The woman who found the bodies of two children missing since 2003 said she had been looking for them for months because of clues that the grave site could be near where she lived in Ohio.

Stephanie Dietrich said she began looking for Sarah and Philip Gehring in July after she heard that Teri Knight, their mother, had asked for the public's help in finding the New Hampshire children.

"I figured I was the public," Dietrich, 44, said in a telephone interview Sunday with The Telegraph of Nashua. "She asked for help and I didn't have anything else going on."

The children had been last seen in Concord on July 4, 2003. Their father, Manuel Gehring, confessed to killing Sarah, 14, and Philip, 11, driving for hours and then burying their bodies somewhere in the Midwest.

Dietrich, 44, lives in Akron, Ohio, about 15 miles from the spot in Hudson, Ohio, where she found the bodies Thursday with the help of her dog.

Before he committed suicide by strangling himself in jail, Gehring told police he couldn't remember where he dumped the bodies. He did, however, provide clues that led to repeated searches along a 700-mile stretch of Interstate 80 from the states of Pennsylvania to Nebraska.

Investigators concluded in 2004 that pollen found on dirt on Gehring's minivan and shovel suggested that the soil most likely came from northeastern Ohio.

Teri Knight herself said she searched within 5 miles of Hudson, Ohio, last summer.

Dietrich, who went to high school in Hudson and has two children of her own, said she read transcripts of the father's comments online and knew an area in the town that she thought could be the place he told police about.
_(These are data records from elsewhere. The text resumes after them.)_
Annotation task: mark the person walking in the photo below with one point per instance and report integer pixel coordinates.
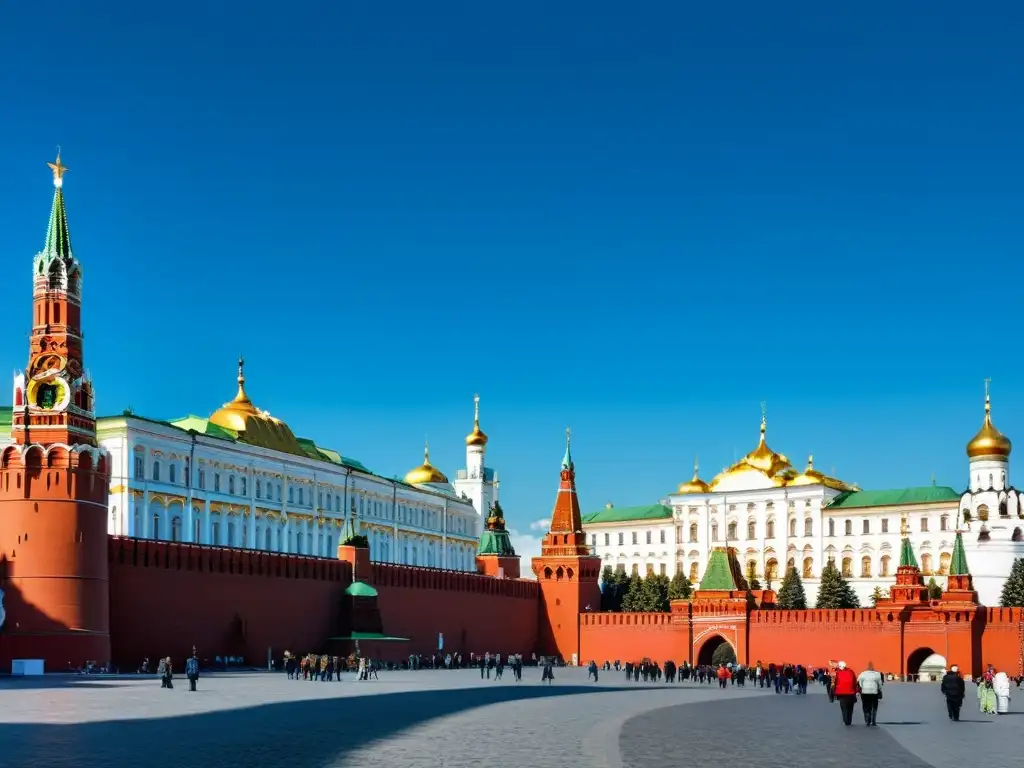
(846, 691)
(869, 684)
(192, 671)
(953, 689)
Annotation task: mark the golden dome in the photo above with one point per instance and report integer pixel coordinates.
(811, 476)
(426, 472)
(252, 425)
(762, 459)
(476, 437)
(989, 440)
(695, 485)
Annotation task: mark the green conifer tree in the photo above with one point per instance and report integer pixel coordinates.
(835, 592)
(679, 587)
(791, 595)
(1013, 590)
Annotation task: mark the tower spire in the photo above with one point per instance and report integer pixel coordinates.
(57, 237)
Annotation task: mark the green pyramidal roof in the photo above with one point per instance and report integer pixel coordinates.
(719, 573)
(57, 237)
(957, 565)
(906, 556)
(496, 543)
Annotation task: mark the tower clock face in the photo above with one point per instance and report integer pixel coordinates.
(50, 393)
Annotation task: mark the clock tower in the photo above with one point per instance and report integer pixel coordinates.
(54, 479)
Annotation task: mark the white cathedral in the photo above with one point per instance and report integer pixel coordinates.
(776, 517)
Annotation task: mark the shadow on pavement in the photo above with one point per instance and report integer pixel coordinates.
(315, 732)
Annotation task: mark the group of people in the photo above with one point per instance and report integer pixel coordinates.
(166, 672)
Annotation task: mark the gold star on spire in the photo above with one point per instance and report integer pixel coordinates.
(58, 170)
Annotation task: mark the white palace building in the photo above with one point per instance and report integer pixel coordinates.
(241, 478)
(776, 516)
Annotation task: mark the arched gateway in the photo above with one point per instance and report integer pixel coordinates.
(713, 645)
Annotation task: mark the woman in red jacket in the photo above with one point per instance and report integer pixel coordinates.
(846, 691)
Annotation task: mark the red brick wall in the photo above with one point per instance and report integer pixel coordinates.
(476, 613)
(167, 597)
(631, 637)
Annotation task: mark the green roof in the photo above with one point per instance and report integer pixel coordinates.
(719, 573)
(625, 514)
(894, 497)
(496, 543)
(957, 564)
(906, 556)
(360, 589)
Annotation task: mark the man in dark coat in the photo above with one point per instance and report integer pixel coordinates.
(954, 690)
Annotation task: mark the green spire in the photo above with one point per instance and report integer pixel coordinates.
(57, 237)
(906, 554)
(957, 565)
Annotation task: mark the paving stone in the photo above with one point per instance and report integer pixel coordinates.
(454, 720)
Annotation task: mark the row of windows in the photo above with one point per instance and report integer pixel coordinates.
(772, 574)
(732, 530)
(407, 514)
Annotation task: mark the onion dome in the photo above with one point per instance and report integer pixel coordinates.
(252, 425)
(476, 437)
(989, 441)
(694, 485)
(426, 473)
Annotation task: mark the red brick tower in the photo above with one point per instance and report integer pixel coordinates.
(54, 480)
(568, 574)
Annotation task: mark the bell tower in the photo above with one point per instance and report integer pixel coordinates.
(568, 574)
(54, 479)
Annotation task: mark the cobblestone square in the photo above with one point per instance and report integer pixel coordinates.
(455, 720)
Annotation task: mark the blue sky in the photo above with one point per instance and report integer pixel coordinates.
(640, 219)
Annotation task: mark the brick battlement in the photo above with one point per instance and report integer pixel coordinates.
(818, 616)
(590, 619)
(412, 577)
(145, 553)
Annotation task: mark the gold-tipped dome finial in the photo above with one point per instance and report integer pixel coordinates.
(989, 440)
(426, 472)
(476, 437)
(694, 485)
(252, 425)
Last Tuesday afternoon she was able to find the spot with her dog, Ricco.

"Ricco speaks to you with his whole body," she said. "He listens with his body. He's very persuasive."
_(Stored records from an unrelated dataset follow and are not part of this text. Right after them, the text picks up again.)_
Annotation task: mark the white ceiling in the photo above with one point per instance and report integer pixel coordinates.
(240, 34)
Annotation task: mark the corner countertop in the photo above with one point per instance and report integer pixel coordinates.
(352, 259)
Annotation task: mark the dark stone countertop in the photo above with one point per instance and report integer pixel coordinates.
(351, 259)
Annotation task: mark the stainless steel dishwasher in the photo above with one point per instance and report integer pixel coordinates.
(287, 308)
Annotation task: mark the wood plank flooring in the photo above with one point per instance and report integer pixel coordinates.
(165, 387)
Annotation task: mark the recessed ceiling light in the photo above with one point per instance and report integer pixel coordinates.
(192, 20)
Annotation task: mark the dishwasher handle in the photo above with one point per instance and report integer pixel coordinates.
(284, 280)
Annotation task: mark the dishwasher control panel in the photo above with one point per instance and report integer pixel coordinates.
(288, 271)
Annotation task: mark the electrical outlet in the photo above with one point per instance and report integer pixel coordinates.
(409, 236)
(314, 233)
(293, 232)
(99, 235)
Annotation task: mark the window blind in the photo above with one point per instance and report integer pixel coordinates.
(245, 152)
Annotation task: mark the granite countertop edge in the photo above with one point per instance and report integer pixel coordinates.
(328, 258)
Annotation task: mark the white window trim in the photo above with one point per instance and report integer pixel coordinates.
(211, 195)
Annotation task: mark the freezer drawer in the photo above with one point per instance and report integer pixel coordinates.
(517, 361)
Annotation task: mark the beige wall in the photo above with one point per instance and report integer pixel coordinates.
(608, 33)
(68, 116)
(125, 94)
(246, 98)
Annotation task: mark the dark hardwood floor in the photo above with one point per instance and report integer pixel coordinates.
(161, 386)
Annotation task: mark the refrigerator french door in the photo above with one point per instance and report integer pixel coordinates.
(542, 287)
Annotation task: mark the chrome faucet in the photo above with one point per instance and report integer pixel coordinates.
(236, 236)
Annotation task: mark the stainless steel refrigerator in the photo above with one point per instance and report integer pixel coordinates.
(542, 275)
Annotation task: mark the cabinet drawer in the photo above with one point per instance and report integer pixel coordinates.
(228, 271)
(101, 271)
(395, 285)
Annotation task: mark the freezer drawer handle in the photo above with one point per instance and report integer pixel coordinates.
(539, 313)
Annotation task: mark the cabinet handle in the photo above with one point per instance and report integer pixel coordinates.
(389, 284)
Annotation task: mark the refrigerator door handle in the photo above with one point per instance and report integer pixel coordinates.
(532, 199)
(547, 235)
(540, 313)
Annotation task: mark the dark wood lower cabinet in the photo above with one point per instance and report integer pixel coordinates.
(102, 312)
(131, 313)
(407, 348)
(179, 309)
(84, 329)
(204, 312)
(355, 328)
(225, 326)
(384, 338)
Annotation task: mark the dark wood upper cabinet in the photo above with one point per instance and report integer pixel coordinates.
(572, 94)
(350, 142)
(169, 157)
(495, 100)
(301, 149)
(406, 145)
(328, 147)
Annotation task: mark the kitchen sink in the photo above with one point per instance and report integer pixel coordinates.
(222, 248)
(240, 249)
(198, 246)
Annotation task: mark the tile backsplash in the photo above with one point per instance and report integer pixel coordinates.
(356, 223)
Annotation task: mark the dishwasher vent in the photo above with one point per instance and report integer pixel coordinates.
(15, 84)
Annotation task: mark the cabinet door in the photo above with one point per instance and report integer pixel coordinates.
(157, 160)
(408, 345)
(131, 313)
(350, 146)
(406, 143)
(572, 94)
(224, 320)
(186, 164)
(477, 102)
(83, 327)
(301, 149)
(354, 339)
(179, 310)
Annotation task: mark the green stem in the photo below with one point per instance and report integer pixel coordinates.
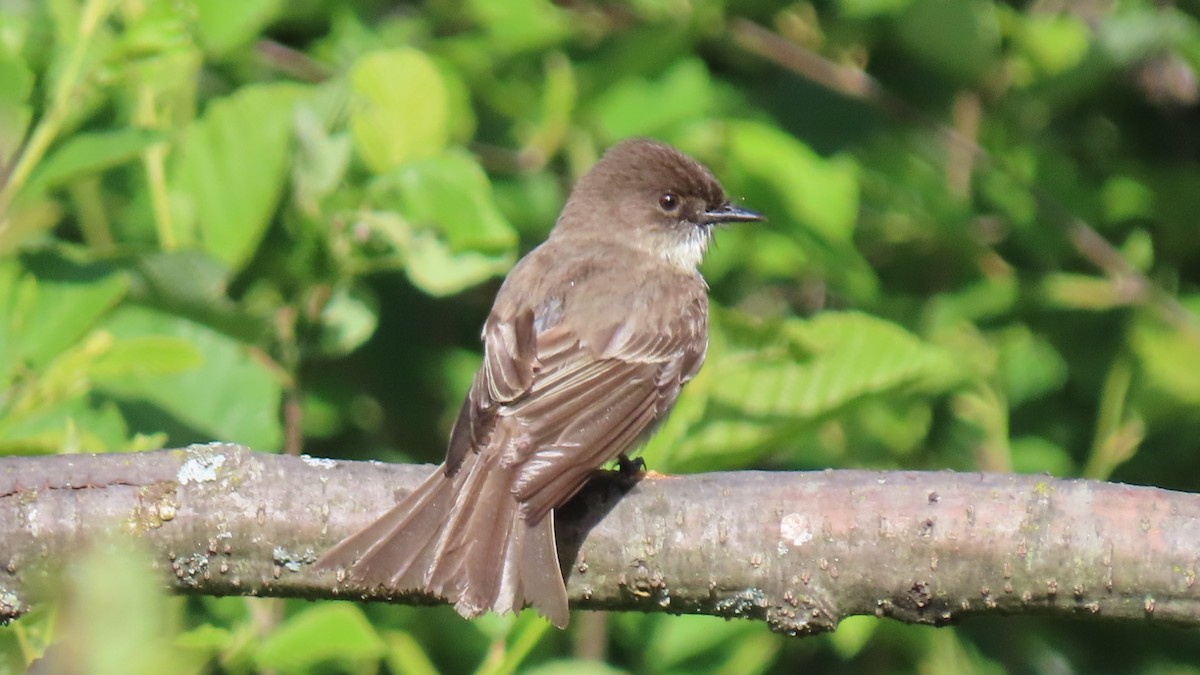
(95, 12)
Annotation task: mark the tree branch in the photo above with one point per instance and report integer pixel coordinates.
(799, 550)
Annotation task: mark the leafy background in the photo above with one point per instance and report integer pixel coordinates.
(282, 223)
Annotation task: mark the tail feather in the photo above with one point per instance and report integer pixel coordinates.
(463, 538)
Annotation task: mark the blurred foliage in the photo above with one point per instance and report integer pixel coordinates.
(282, 223)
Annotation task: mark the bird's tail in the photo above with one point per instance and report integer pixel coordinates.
(461, 537)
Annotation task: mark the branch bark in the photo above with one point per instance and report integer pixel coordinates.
(799, 550)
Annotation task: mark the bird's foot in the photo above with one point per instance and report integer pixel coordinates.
(630, 467)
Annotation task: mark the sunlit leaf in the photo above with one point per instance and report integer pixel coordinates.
(325, 633)
(232, 168)
(400, 108)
She hesitated to dig that day because she heard hunters nearby. She called the Hudson police department Thursday morning and described the spot to them. She tried to stay home, but couldn't.

When she and Ricco got to the spot and started to dig, she hit a black plastic trash bag. "I didn't want to be the finder," she said. "I just wanted to find the space and have someone else come and find it."
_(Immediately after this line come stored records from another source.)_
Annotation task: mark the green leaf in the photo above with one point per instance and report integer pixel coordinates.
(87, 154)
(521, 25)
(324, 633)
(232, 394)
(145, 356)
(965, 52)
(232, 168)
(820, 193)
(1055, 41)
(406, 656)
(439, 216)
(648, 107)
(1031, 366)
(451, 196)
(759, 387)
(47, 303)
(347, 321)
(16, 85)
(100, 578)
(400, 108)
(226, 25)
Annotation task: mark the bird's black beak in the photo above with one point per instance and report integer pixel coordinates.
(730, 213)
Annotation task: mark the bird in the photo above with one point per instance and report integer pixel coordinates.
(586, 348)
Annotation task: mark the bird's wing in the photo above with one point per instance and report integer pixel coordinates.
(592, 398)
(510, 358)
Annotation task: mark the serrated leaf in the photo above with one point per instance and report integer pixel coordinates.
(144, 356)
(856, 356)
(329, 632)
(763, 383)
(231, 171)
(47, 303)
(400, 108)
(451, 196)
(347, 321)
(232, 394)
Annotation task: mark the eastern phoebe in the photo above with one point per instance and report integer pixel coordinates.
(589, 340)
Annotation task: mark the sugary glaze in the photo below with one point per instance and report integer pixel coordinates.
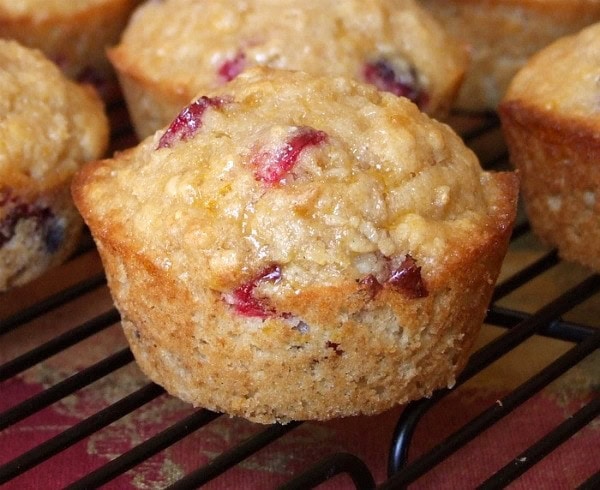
(374, 179)
(180, 47)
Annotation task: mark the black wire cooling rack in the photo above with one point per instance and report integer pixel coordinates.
(538, 296)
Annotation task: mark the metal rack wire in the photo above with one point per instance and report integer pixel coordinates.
(548, 320)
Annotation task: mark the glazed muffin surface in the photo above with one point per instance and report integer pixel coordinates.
(551, 120)
(171, 50)
(48, 127)
(297, 247)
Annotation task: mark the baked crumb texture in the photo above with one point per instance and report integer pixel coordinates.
(173, 49)
(73, 33)
(551, 119)
(298, 247)
(48, 127)
(501, 35)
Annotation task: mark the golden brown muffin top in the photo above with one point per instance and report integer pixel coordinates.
(48, 124)
(393, 44)
(327, 178)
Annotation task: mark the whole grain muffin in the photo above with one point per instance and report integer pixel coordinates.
(173, 49)
(72, 33)
(48, 127)
(551, 119)
(298, 247)
(502, 35)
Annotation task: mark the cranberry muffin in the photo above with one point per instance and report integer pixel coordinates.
(299, 247)
(48, 127)
(74, 34)
(502, 35)
(173, 49)
(551, 120)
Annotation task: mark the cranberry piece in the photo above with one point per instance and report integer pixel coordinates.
(17, 211)
(371, 284)
(243, 300)
(233, 67)
(401, 82)
(188, 122)
(335, 346)
(407, 279)
(271, 166)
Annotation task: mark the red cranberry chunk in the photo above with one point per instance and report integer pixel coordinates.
(188, 122)
(233, 67)
(335, 346)
(244, 302)
(407, 279)
(371, 284)
(401, 81)
(271, 166)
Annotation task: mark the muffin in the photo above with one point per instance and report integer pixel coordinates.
(173, 49)
(502, 35)
(551, 121)
(299, 247)
(48, 127)
(74, 34)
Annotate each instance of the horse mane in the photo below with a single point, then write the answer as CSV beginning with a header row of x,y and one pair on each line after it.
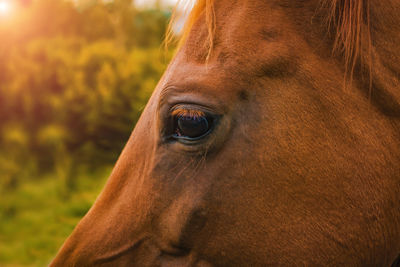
x,y
348,20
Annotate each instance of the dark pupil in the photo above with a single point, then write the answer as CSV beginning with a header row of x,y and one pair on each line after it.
x,y
192,127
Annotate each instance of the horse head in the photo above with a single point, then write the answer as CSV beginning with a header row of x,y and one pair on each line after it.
x,y
273,138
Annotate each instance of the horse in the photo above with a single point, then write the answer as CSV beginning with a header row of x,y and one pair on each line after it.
x,y
272,139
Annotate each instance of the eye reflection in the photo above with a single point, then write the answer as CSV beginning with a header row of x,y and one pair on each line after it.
x,y
190,123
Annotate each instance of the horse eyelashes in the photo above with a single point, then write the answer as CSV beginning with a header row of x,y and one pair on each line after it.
x,y
190,124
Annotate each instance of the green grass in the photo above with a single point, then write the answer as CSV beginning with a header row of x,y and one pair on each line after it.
x,y
38,216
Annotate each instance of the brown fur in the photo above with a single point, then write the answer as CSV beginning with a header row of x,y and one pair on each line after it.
x,y
298,170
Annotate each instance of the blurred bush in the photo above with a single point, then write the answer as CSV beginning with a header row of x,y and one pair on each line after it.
x,y
74,78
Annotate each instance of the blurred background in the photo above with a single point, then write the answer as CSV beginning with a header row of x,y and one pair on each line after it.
x,y
74,78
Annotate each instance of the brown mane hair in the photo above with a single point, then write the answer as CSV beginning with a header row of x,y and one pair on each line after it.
x,y
349,20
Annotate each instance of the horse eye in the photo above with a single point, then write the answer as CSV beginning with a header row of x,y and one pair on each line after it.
x,y
189,124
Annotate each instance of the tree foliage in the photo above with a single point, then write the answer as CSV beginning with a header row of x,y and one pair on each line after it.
x,y
74,78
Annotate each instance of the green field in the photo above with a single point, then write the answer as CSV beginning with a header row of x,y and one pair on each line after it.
x,y
36,218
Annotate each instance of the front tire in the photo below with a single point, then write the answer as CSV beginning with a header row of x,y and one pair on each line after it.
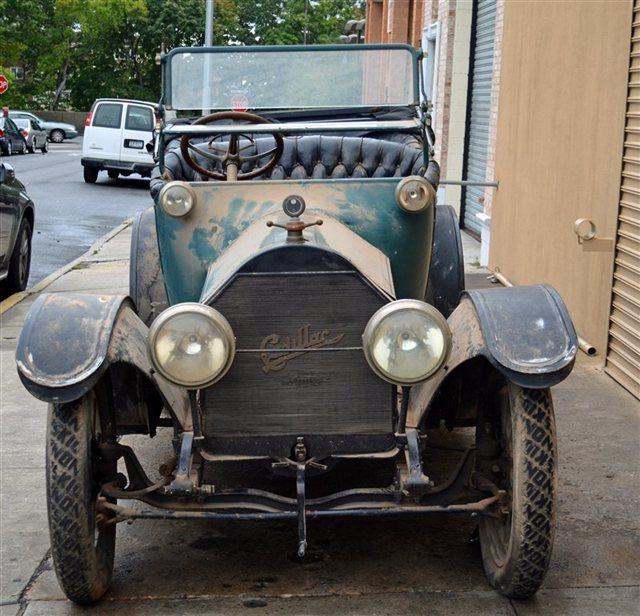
x,y
90,174
82,550
516,548
56,135
20,262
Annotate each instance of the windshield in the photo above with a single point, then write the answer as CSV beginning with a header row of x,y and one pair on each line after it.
x,y
290,78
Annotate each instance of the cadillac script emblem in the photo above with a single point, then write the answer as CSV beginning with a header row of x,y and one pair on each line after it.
x,y
294,346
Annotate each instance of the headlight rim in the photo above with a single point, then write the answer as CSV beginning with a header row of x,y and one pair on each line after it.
x,y
426,186
173,184
397,306
208,312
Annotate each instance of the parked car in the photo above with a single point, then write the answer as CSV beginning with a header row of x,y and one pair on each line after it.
x,y
12,141
57,131
17,214
116,135
297,314
34,134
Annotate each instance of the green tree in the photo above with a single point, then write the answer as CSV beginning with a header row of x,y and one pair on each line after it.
x,y
74,51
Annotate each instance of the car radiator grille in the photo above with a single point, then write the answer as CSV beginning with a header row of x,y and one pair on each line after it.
x,y
299,367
But she dug just a little more and found a cross made of sticks and duct tape, as the father had described in his confession. "As soon as I picked up that cross I was, like, 'Ricco, we're not going to dig anymore,'" she said.

She and the dog headed out of the woods and found a police officer, and together they returned to the spot. The officer lifted the plastic, she said, and "that was enough."

New Hampshire's Senior Assistant Attorney General Jeff Strelzin, who has been working on the case since the children disappeared, hailed Dietrich's efforts.

"She's a great person," Strelzin said Monday. "She's a mother who obviously was just hit with the story of what happened to Philip and Sarah and really felt in her own heart the appeal she heard from Teri."